There are plenty of “bad” sets – Anarchs, Black Hand, Third Edition (for reasons that have less to do with the text on the cards), Sword of Caine, 10th Anniversary, Dark Sovereigns and Ancient Hearts (which I largely give a pass to for being when designers and players were much dumber about how the game worked).

KoT is a perfectly reasonable set full of bad cards.  Cards I want to see gone from the game include:  Villein, Ashur Tablets, Eyes of Argus, Deep Song, Dmitra, Lutz.  That’s off the top of my head.  I’m sure I could find some others.


What do these choices say about me?

Don’t execute on bad ideas.  Don’t introduce stuff that takes you away from the core of the game.  I know expansions need to expand.  I know every niche CCG goes through the process of getting further and further from what the game was originally about.  I know Gehenna was themed to tie into Time of Judgment.

Don’t invent.  Reinvent.  Take what the game is about and make it fresh.  Take the Camarilla sect and stop saying it doesn’t need help because P/J cards are overpowered and give it Cammie things to do.  Don’t just keep introducing mechanics that are insular, make crosspollination more common.  Why don’t we have Tzimisce/Lasombra decks?  Because they don’t share anything relevant.  Yeah, you could find more titled minions by joining them, but each of the clans can get by or can call upon more friendly partners.  Yet, there could be a “Leadership of the Sabbat” card that makes them playable together.

Babylon 5 could have played with existing or logical traits a lot, it didn’t.  Instead, Nightwatch, Drakh, ISA, Techno-mage.  Wheel of Time didn’t get much of a chance, but it could have focused more on Forsaken.  We got tons of Aiel.  I kind of get that, but Aiel versus Aiel just doesn’t feel global enough.  Sure, White Tower was going to be the next set, which reminds me that I need to post some playtest info at some point.

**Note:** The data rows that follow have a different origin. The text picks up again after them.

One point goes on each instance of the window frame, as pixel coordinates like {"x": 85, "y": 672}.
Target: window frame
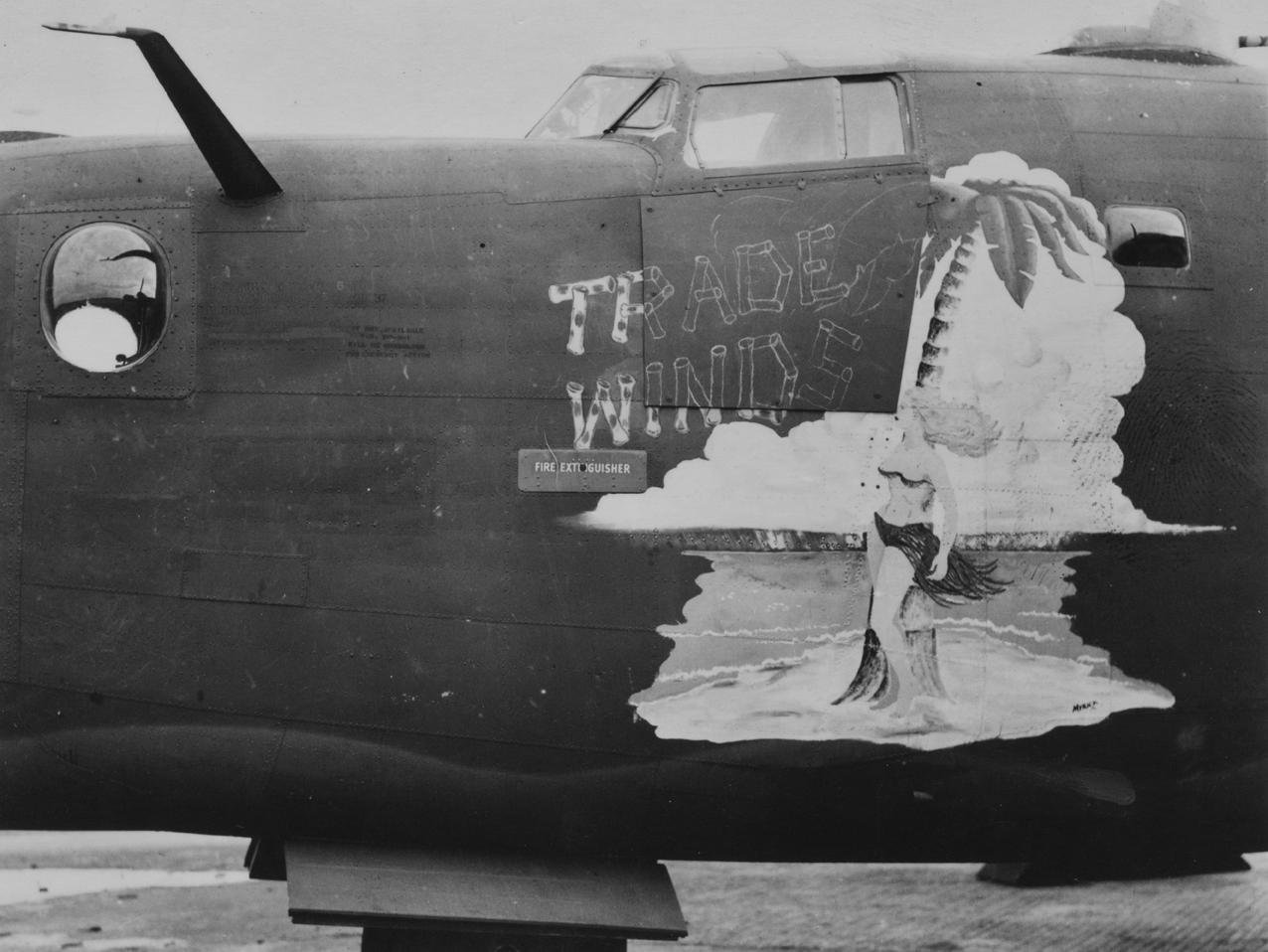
{"x": 904, "y": 114}
{"x": 1154, "y": 207}
{"x": 162, "y": 289}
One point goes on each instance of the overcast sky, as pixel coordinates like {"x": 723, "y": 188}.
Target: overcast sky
{"x": 483, "y": 68}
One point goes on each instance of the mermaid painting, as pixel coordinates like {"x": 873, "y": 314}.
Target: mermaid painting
{"x": 913, "y": 560}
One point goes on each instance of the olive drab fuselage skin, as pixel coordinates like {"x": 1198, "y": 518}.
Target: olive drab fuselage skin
{"x": 279, "y": 578}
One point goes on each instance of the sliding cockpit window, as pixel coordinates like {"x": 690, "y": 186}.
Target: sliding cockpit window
{"x": 104, "y": 297}
{"x": 793, "y": 122}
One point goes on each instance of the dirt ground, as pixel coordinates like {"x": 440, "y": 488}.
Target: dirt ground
{"x": 782, "y": 907}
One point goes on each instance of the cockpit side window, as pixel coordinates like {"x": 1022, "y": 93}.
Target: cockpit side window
{"x": 1147, "y": 236}
{"x": 591, "y": 105}
{"x": 104, "y": 297}
{"x": 789, "y": 122}
{"x": 653, "y": 111}
{"x": 873, "y": 119}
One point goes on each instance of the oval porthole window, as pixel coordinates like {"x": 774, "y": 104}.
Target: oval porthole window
{"x": 104, "y": 297}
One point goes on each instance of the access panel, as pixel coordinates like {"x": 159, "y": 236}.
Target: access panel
{"x": 789, "y": 297}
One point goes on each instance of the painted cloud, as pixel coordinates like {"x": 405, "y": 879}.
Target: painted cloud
{"x": 1047, "y": 373}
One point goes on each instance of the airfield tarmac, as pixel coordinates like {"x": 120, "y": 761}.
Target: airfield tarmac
{"x": 118, "y": 891}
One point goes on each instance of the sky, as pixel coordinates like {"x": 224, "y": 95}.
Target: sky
{"x": 483, "y": 69}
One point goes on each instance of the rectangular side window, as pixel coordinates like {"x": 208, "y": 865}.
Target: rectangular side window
{"x": 1145, "y": 236}
{"x": 873, "y": 122}
{"x": 758, "y": 124}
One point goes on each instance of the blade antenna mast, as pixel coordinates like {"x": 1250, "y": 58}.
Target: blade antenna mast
{"x": 241, "y": 174}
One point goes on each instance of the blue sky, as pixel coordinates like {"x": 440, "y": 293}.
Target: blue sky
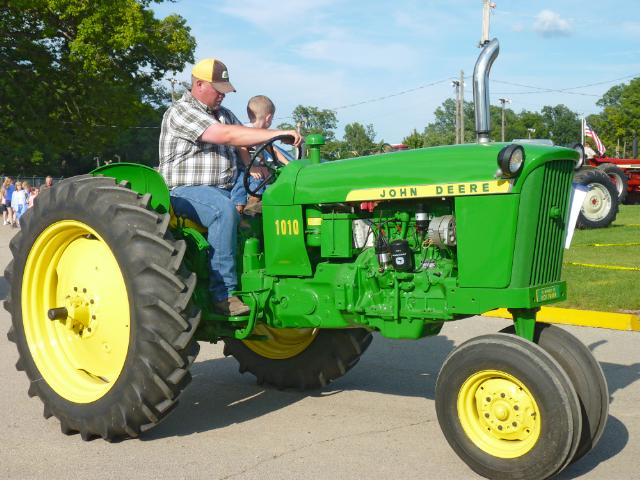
{"x": 336, "y": 53}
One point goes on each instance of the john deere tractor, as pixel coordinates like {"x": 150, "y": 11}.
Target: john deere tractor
{"x": 108, "y": 292}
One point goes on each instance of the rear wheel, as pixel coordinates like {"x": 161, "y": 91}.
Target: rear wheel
{"x": 299, "y": 358}
{"x": 100, "y": 307}
{"x": 600, "y": 206}
{"x": 586, "y": 376}
{"x": 507, "y": 408}
{"x": 619, "y": 179}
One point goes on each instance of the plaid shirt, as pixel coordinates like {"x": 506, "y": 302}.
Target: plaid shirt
{"x": 185, "y": 160}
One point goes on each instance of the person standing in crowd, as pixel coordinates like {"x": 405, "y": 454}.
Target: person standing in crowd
{"x": 32, "y": 196}
{"x": 9, "y": 188}
{"x": 3, "y": 201}
{"x": 18, "y": 204}
{"x": 201, "y": 147}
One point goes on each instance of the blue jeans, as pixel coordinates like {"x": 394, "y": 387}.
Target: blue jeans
{"x": 214, "y": 209}
{"x": 238, "y": 192}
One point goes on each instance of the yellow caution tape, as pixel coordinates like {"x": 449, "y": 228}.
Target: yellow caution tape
{"x": 581, "y": 318}
{"x": 607, "y": 267}
{"x": 628, "y": 244}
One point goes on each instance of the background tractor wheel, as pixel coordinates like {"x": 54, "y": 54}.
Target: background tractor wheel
{"x": 619, "y": 179}
{"x": 600, "y": 206}
{"x": 100, "y": 307}
{"x": 507, "y": 408}
{"x": 586, "y": 376}
{"x": 299, "y": 358}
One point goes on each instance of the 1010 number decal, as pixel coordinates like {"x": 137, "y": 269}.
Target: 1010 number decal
{"x": 287, "y": 227}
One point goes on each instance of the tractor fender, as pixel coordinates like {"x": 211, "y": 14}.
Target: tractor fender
{"x": 142, "y": 179}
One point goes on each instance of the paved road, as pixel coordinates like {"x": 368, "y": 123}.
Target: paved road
{"x": 378, "y": 422}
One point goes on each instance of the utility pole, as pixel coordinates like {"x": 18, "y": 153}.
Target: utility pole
{"x": 503, "y": 101}
{"x": 173, "y": 82}
{"x": 461, "y": 106}
{"x": 456, "y": 84}
{"x": 487, "y": 5}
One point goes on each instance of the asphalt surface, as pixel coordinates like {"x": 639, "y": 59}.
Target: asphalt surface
{"x": 377, "y": 422}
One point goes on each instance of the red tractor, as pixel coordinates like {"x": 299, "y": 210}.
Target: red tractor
{"x": 625, "y": 174}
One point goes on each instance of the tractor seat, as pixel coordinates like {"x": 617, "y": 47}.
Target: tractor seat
{"x": 181, "y": 222}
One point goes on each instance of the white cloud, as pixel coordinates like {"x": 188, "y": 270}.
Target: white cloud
{"x": 343, "y": 47}
{"x": 550, "y": 24}
{"x": 272, "y": 17}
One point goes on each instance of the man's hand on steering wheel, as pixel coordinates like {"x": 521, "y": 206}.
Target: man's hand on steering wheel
{"x": 290, "y": 137}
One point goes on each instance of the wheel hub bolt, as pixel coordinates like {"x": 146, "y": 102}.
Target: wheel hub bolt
{"x": 60, "y": 313}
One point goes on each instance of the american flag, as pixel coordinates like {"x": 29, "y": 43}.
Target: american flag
{"x": 589, "y": 132}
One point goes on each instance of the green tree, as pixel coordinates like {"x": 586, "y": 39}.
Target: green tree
{"x": 77, "y": 75}
{"x": 359, "y": 140}
{"x": 414, "y": 140}
{"x": 562, "y": 123}
{"x": 313, "y": 120}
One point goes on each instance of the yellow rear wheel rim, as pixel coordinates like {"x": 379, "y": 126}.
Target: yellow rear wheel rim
{"x": 499, "y": 414}
{"x": 281, "y": 343}
{"x": 82, "y": 356}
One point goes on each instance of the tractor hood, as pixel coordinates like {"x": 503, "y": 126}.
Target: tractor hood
{"x": 429, "y": 172}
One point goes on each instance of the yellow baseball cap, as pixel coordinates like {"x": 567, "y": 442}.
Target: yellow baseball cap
{"x": 214, "y": 71}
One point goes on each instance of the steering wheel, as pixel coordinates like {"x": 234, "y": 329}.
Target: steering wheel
{"x": 272, "y": 165}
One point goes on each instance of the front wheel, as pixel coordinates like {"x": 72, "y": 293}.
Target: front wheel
{"x": 600, "y": 206}
{"x": 619, "y": 179}
{"x": 100, "y": 307}
{"x": 299, "y": 358}
{"x": 507, "y": 408}
{"x": 586, "y": 376}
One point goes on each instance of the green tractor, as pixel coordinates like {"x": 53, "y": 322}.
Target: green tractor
{"x": 108, "y": 292}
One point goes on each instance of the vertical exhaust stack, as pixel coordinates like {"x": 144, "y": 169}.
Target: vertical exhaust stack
{"x": 481, "y": 89}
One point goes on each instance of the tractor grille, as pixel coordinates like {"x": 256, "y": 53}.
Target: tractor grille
{"x": 547, "y": 254}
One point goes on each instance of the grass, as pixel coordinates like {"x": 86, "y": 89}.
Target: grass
{"x": 605, "y": 289}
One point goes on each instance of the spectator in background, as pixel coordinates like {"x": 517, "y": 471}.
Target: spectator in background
{"x": 3, "y": 202}
{"x": 32, "y": 196}
{"x": 9, "y": 188}
{"x": 18, "y": 204}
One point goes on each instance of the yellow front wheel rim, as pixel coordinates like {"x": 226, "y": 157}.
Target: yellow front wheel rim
{"x": 281, "y": 343}
{"x": 499, "y": 414}
{"x": 81, "y": 356}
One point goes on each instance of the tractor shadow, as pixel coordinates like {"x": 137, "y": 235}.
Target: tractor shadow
{"x": 4, "y": 288}
{"x": 219, "y": 396}
{"x": 613, "y": 441}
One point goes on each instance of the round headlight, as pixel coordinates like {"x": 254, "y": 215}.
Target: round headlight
{"x": 511, "y": 160}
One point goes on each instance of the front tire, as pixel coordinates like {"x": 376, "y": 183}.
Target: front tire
{"x": 600, "y": 205}
{"x": 586, "y": 376}
{"x": 115, "y": 357}
{"x": 619, "y": 179}
{"x": 299, "y": 358}
{"x": 507, "y": 408}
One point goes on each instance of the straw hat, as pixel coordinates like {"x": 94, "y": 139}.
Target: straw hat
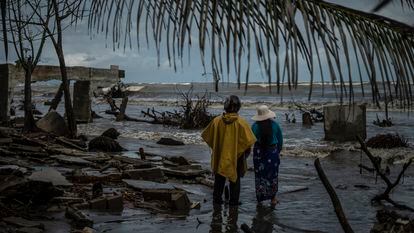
{"x": 263, "y": 113}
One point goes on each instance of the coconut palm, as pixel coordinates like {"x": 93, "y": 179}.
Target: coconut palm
{"x": 280, "y": 34}
{"x": 332, "y": 40}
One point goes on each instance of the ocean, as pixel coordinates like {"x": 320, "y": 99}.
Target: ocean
{"x": 304, "y": 211}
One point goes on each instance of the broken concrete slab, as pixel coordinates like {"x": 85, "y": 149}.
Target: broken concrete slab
{"x": 25, "y": 148}
{"x": 170, "y": 142}
{"x": 152, "y": 174}
{"x": 67, "y": 200}
{"x": 205, "y": 181}
{"x": 177, "y": 172}
{"x": 54, "y": 123}
{"x": 180, "y": 201}
{"x": 50, "y": 175}
{"x": 105, "y": 144}
{"x": 176, "y": 200}
{"x": 5, "y": 141}
{"x": 88, "y": 230}
{"x": 25, "y": 191}
{"x": 29, "y": 230}
{"x": 21, "y": 222}
{"x": 12, "y": 170}
{"x": 291, "y": 189}
{"x": 98, "y": 203}
{"x": 138, "y": 163}
{"x": 79, "y": 219}
{"x": 111, "y": 203}
{"x": 91, "y": 176}
{"x": 72, "y": 160}
{"x": 180, "y": 160}
{"x": 115, "y": 203}
{"x": 143, "y": 184}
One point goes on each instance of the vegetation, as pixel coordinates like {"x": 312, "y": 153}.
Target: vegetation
{"x": 282, "y": 35}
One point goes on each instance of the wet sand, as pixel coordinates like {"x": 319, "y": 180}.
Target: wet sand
{"x": 303, "y": 211}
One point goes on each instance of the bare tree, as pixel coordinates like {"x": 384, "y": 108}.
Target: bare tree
{"x": 28, "y": 39}
{"x": 330, "y": 39}
{"x": 65, "y": 13}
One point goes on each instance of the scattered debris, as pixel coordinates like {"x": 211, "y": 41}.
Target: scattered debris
{"x": 392, "y": 222}
{"x": 105, "y": 144}
{"x": 385, "y": 196}
{"x": 111, "y": 133}
{"x": 12, "y": 170}
{"x": 79, "y": 219}
{"x": 170, "y": 142}
{"x": 152, "y": 174}
{"x": 387, "y": 141}
{"x": 21, "y": 222}
{"x": 307, "y": 119}
{"x": 50, "y": 175}
{"x": 54, "y": 123}
{"x": 384, "y": 123}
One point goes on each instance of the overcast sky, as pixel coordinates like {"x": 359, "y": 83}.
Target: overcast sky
{"x": 141, "y": 66}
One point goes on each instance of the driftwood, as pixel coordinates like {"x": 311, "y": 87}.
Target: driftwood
{"x": 316, "y": 115}
{"x": 390, "y": 185}
{"x": 384, "y": 123}
{"x": 119, "y": 113}
{"x": 193, "y": 113}
{"x": 334, "y": 198}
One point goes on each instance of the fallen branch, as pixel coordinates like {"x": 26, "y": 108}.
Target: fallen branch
{"x": 390, "y": 185}
{"x": 334, "y": 198}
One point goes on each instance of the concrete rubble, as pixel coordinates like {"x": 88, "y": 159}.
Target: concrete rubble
{"x": 50, "y": 174}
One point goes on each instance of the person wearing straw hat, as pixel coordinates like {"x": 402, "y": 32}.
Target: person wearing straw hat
{"x": 266, "y": 154}
{"x": 230, "y": 138}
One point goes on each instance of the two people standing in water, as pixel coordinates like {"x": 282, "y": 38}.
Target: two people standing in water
{"x": 231, "y": 138}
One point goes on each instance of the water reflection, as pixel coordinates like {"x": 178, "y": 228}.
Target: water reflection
{"x": 227, "y": 219}
{"x": 217, "y": 219}
{"x": 262, "y": 222}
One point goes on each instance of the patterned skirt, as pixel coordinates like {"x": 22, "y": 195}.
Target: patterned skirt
{"x": 266, "y": 169}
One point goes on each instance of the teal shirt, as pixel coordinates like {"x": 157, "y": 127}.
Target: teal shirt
{"x": 277, "y": 137}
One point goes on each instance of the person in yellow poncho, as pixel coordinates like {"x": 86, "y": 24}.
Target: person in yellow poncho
{"x": 230, "y": 138}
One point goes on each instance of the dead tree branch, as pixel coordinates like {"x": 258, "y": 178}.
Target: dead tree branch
{"x": 334, "y": 198}
{"x": 390, "y": 185}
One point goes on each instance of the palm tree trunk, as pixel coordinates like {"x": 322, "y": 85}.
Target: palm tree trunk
{"x": 57, "y": 98}
{"x": 29, "y": 122}
{"x": 65, "y": 82}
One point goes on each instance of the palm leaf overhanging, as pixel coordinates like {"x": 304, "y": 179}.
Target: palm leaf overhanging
{"x": 232, "y": 30}
{"x": 282, "y": 34}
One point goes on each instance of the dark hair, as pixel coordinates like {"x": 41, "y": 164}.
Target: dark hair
{"x": 232, "y": 104}
{"x": 265, "y": 132}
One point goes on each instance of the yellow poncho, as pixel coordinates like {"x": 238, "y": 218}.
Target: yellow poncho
{"x": 229, "y": 136}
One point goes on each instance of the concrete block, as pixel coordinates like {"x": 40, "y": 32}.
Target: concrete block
{"x": 345, "y": 122}
{"x": 152, "y": 174}
{"x": 180, "y": 201}
{"x": 82, "y": 101}
{"x": 98, "y": 204}
{"x": 115, "y": 203}
{"x": 52, "y": 122}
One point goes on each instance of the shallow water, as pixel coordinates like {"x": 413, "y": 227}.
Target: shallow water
{"x": 304, "y": 211}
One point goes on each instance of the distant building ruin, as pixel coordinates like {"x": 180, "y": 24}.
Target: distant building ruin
{"x": 345, "y": 122}
{"x": 86, "y": 80}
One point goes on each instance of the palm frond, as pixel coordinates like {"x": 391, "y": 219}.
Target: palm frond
{"x": 284, "y": 34}
{"x": 4, "y": 26}
{"x": 385, "y": 3}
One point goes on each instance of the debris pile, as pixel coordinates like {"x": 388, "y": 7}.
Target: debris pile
{"x": 387, "y": 141}
{"x": 43, "y": 172}
{"x": 392, "y": 222}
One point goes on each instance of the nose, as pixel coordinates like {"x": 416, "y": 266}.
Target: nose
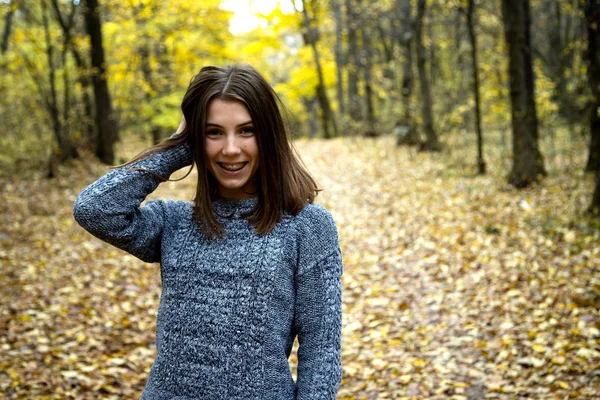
{"x": 231, "y": 146}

Another takeaway is that I don’t care for power.  Sure, I said in the last post that I’m not attracted to it.  But, I’m almost repulsed by it.  V:TES is a game of small effects when you compare against other CCGs.  Upping the power level largely just further coasterizes a bunch of cards and removes deck diversity.  There are so many masters in this game I find interesting yet hardly ever see because … it’s a phrase I invented … Good Cards Squeeze Out Bad.  Okay, in this case, it’s actually Better Cards Squeeze Out Worst, but that’s less memorable and draws less upon my economics background.